J.A.I. : Après avoir perdu les élections législatives de 2000, vous venez de passer cinq ans dans l’opposition. Peut-on qualifier cette période de traversée du désert ?
N.R. : Absolument. C’est arrivé à mon père lorsqu’il a perdu les élections, et cela m’est arrivé également. Pendant cette période, beaucoup de gens changeaient ostensiblement de chemin pour ne pas me croiser. Certains de mes amis m’ont demandé pourquoi je persistais à vouloir faire de la politique. D’autant que j’aurais pu tout aussi bien choisir une autre voie. Je suis diplômé en médecine et en droit. Mais je suis un battant. Et j’ai tenu bon.
J.A.I. : En analysant les événements avec du recul, à quoi attribuez-vous votre défaite de 2000 face à la coalition formée par les partis de Paul Bérenger (MMM) et de Pravin Jugnauth (MSM) ?
N.R. : Cette alliance a joué la carte du communautarisme, chacun de mes adversaires disant à ses électeurs ce qu’ils avaient envie d’entendre. Cela leur a permis de gagner une cinquantaine de sièges au Parlement. Mais en utilisant des facteurs de division, ils ont fait du tort au pays.
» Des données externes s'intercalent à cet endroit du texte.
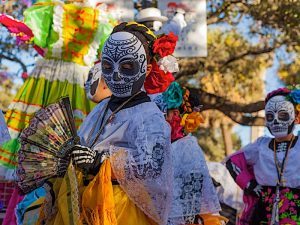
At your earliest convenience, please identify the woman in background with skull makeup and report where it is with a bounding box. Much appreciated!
[226,87,300,225]
[68,23,172,225]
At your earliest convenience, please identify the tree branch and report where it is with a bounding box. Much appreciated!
[220,45,276,70]
[206,0,242,25]
[0,53,27,72]
[223,112,265,126]
[175,57,205,80]
[190,88,265,126]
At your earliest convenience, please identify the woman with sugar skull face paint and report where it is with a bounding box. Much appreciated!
[84,60,111,103]
[72,23,172,225]
[226,87,300,225]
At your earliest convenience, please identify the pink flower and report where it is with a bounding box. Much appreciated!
[279,218,297,225]
[279,199,289,213]
[294,194,299,199]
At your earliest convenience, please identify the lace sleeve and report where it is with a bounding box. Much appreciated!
[110,114,172,224]
[169,136,220,224]
[0,111,10,144]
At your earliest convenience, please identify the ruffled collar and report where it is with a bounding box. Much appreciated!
[108,92,151,111]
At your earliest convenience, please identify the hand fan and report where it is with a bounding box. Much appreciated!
[17,97,79,193]
[0,13,45,56]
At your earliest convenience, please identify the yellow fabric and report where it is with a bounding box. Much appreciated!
[62,4,99,65]
[200,214,228,225]
[82,160,117,225]
[23,197,45,225]
[36,163,83,225]
[82,160,156,225]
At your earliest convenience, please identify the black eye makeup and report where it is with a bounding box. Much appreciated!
[101,60,113,73]
[266,112,274,122]
[119,60,140,76]
[278,111,290,121]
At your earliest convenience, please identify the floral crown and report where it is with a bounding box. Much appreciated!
[154,82,204,140]
[265,84,300,112]
[286,84,300,113]
[144,32,179,94]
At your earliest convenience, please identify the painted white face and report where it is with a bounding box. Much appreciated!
[101,32,147,97]
[84,63,102,100]
[265,95,295,138]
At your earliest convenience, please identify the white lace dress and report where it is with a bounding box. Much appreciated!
[79,100,173,224]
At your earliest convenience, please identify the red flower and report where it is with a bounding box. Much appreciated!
[153,32,178,58]
[144,61,174,94]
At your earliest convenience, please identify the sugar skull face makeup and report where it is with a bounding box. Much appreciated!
[84,63,102,100]
[101,32,147,97]
[265,95,295,137]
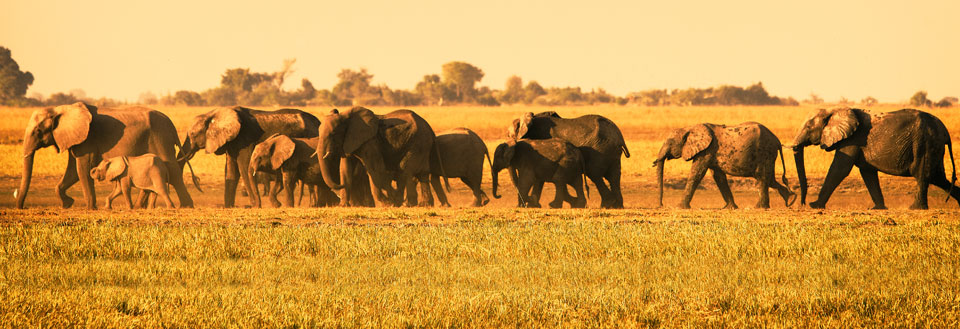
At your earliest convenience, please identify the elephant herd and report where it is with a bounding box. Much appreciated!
[14,103,960,209]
Certes, les tensions intercommunautaires restent contenues. Mais il subsiste des non-dits, qui sont régulièrement exploités en période électorale. Pour ma part, je pense qu’il faut absolument éviter de provoquer les gens.
J.A.I. : Et à quoi attribuez-vous votre victoire du 3 juillet 2005 ?
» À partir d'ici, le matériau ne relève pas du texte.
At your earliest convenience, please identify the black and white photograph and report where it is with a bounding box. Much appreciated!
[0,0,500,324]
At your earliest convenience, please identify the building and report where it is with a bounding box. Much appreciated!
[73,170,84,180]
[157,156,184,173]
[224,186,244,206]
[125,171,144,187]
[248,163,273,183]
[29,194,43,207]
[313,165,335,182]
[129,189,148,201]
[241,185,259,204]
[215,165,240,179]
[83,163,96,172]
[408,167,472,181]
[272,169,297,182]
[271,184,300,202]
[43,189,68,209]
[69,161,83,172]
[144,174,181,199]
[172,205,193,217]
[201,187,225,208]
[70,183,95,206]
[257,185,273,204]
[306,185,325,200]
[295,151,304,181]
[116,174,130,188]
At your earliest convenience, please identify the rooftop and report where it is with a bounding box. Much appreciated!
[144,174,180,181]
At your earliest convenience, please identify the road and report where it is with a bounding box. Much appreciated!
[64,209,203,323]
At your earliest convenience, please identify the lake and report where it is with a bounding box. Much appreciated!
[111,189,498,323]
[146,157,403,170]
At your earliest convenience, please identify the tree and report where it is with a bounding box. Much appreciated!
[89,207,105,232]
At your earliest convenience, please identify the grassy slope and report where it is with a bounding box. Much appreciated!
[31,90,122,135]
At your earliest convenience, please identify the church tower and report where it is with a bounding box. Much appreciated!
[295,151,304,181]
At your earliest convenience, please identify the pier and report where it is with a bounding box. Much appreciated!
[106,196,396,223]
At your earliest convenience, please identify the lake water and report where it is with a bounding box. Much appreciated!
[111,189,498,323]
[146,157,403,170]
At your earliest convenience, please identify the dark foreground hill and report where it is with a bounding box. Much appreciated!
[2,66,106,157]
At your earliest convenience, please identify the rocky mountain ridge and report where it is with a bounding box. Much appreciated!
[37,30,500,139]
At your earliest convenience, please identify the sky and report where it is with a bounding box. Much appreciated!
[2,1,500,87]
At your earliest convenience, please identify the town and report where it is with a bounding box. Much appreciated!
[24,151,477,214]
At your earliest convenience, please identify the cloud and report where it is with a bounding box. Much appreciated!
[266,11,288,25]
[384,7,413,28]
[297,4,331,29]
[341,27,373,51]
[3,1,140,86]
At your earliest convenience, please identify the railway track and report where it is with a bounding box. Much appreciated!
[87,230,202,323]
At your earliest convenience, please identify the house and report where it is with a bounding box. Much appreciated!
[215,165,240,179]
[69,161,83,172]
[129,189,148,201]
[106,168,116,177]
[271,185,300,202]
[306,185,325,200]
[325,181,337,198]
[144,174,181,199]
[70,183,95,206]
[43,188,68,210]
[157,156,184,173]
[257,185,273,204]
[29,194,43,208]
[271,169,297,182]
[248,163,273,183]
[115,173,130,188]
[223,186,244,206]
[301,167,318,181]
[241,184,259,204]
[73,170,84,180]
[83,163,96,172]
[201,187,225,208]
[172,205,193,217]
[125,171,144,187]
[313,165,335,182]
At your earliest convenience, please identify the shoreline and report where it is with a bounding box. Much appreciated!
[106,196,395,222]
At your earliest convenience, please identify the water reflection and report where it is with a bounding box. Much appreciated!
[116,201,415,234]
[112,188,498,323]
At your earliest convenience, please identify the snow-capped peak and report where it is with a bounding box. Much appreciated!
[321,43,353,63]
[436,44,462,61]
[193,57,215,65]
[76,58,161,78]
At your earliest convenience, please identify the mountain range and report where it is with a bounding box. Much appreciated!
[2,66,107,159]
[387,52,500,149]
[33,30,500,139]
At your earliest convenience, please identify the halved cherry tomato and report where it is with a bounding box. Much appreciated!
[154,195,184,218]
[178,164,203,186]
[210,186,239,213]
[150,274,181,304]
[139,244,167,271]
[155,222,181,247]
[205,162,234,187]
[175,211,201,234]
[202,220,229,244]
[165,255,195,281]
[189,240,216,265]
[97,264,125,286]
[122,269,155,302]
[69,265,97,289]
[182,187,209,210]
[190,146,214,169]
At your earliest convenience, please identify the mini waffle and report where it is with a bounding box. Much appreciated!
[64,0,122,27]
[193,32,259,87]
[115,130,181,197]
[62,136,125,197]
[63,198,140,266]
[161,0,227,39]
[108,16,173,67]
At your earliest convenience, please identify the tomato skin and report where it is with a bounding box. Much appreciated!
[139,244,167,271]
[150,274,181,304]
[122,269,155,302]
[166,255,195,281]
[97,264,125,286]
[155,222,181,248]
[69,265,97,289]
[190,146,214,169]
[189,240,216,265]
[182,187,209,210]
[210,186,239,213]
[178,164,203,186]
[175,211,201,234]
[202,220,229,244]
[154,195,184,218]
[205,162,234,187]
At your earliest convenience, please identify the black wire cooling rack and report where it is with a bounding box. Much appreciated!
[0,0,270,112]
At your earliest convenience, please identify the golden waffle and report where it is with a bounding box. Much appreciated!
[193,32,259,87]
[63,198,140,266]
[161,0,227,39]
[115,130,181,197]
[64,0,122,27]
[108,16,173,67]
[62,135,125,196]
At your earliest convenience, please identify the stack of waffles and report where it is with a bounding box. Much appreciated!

N.R. : Au bilan de mes adversaires. Au cours des cinq années qu’ils ont passées à la tête du pays, les riches sont devenus plus riches, et la majorité de la population n’a eu que les miettes. À titre d’exemple, l’augmentation de la TVA a surtout pénalisé les plus pauvres. Et dans le même temps, la dette publique s’est considérablement accrue. Nous avons hérité d’une situation économique catastrophique. Mon prédécesseur Paul Bérenger l’a d’ailleurs lui-même reconnu.
J.A.I. : Ramgoolam, Jugnauth, Bérenger, Ramgoolam… La vie politique mauricienne ne semble se résumer qu’à un éternel jeu de chaises musicales entre les mêmes personnes, issues des mêmes familles. Sans renouvellement de la classe politique, l’alternance ne va-t-elle pas devenir systématique ?
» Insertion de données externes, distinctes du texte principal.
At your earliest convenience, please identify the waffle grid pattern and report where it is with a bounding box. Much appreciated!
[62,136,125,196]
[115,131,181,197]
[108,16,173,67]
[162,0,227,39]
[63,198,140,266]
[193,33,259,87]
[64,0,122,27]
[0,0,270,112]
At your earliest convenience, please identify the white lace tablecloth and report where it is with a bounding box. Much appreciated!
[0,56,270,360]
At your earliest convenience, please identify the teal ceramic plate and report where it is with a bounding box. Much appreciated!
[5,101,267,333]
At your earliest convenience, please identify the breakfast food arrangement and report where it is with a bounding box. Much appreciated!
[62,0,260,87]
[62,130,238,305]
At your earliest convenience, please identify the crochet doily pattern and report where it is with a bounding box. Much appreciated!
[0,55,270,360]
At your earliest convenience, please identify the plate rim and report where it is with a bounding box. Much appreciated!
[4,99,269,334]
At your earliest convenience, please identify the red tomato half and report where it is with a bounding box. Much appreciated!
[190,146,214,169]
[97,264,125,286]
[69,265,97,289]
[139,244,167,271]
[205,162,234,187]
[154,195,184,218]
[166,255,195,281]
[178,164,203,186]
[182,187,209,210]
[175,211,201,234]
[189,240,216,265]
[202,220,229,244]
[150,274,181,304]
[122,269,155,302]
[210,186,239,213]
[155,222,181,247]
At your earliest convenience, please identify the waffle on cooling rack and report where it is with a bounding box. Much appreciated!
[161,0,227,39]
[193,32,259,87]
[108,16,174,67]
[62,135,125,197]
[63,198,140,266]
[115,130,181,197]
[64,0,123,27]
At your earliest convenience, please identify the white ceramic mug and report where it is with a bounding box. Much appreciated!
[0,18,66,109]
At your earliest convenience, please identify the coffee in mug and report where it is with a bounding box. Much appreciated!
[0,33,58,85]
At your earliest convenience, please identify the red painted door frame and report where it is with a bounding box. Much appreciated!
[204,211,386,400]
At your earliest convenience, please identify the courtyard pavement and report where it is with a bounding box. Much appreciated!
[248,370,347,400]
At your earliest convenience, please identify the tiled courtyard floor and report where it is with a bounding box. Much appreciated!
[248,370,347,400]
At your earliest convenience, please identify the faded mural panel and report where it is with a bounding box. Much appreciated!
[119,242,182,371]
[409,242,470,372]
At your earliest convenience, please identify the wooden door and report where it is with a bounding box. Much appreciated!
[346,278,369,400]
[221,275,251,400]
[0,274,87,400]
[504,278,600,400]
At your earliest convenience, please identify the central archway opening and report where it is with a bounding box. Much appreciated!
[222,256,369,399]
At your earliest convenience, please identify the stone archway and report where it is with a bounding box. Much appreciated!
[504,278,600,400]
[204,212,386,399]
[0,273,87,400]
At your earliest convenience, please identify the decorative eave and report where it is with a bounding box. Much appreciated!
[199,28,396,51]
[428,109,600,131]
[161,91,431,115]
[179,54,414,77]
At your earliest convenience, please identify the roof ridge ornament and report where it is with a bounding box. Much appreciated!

N.R. : Je ne le pense pas. Mon gouvernement a été choisi sur un projet. Nous avons profité des cent premiers jours pour amorcer un certain nombre de réformes radicales, et nous allons poursuivre dans ce sens. Les Mauriciens comprennent très bien les difficultés auxquelles nous sommes confrontés. Quant à mon équipe, il s’agit pour elle de ne pas perdre de vue les problèmes que rencontre la population. Si le précédent gouvernement a perdu les élections en juillet dernier, c’est parce qu’il s’était coupé de la base.